In America, the lie of white supremacy is coming undone while in Kenya, the neocolonial construct of “tribal” supremacy and unfettered corruption is being confronted.

I was born during the coup of 1982, in August. The story goes that I was born just before the evening curfew and my father was able to see me before he had to rush home. Daniel Arap Moi was president and his brutality as head of state was highly effective in suppressing dissents and crushing the notion of Kenya as a democratic republic. The story of my birth and politics swirling about at the time have informed my entire life, though not intentionally.

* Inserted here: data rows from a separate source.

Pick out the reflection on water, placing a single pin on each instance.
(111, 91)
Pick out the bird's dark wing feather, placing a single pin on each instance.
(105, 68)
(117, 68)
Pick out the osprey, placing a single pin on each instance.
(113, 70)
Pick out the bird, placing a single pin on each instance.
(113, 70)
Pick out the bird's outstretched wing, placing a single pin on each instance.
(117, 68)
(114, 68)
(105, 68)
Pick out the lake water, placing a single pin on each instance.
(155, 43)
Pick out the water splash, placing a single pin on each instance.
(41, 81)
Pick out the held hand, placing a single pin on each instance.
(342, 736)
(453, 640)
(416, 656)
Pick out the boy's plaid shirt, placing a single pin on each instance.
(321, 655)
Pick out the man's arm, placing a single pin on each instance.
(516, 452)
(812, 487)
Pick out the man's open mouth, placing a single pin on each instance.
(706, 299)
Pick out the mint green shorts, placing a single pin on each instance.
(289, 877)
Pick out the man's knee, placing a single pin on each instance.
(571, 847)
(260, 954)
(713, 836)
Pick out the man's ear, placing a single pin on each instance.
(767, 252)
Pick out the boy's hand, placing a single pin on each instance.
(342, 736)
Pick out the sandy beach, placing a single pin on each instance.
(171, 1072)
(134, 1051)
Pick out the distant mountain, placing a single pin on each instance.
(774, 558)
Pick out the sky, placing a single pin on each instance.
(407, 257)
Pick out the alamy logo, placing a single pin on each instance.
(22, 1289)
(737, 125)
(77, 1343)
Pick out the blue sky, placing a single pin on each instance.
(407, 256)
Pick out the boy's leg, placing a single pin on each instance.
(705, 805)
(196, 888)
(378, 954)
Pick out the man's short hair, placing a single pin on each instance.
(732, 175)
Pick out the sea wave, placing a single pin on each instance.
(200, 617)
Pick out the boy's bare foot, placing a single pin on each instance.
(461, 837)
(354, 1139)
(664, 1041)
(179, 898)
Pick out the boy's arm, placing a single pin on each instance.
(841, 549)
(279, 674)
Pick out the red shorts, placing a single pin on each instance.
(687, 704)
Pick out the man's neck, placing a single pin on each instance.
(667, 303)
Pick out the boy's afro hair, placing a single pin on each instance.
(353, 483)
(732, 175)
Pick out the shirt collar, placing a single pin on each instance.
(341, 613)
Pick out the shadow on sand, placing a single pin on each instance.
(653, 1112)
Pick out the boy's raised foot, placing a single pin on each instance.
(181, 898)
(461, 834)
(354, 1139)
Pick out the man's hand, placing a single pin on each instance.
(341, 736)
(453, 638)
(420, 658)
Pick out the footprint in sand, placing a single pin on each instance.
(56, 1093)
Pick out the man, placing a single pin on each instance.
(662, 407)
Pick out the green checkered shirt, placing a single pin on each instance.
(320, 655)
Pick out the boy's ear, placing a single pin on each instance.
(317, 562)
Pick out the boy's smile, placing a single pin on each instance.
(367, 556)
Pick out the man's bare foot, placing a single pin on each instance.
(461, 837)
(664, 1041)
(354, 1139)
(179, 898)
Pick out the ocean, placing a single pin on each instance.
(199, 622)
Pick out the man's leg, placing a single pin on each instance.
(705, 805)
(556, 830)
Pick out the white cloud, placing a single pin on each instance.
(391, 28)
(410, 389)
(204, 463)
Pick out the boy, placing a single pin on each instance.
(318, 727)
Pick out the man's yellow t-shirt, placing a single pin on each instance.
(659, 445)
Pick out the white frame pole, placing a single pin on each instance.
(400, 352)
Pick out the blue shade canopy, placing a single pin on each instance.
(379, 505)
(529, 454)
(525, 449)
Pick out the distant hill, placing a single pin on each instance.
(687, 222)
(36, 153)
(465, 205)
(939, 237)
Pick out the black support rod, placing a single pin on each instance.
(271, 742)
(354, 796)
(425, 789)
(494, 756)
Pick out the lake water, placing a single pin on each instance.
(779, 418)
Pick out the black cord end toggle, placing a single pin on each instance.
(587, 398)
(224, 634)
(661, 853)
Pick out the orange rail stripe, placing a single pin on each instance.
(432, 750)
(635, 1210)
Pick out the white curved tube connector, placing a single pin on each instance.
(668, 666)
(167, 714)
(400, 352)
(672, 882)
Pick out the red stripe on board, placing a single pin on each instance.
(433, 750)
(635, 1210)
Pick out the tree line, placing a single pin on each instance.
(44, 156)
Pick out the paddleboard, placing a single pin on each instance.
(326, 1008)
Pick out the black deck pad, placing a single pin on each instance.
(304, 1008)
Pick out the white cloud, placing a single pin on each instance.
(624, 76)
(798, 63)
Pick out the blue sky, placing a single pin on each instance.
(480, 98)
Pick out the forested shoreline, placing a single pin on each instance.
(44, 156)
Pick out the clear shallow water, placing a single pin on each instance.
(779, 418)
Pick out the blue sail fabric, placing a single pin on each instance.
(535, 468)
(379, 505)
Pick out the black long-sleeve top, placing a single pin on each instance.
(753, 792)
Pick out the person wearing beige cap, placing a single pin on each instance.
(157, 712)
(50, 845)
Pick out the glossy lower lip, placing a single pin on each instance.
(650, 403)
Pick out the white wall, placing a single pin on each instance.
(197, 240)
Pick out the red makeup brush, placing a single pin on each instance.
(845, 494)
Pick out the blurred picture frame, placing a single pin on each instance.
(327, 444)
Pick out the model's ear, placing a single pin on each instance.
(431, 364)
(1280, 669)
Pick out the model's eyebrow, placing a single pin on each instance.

From my first breath, I intuitively understood that freedom isn’t free and yet it is the thing I value above almost all others. One might say that I have committed my life to the preservation of freedom of expression as writer, producer and activist. My mother, is a doctoral anthropologist and feminist, while my late father was a civil servant. Both of them led very improbable lives, committed in their own way to the promise of post-colonial Kenya having been born under British occupation. My mother made the greatest impression upon me with her keen understanding and research of our ethnic culture before colonization as a matrilineal society where land passes down through the women. She was fortunate to be raised by a feminist mother and father who did not undermine her potential as a girl child. Thankfully she treated me with the same respect, empowering a critical thinker, open to sometimes contradictory ideas in pursuit of universal truths.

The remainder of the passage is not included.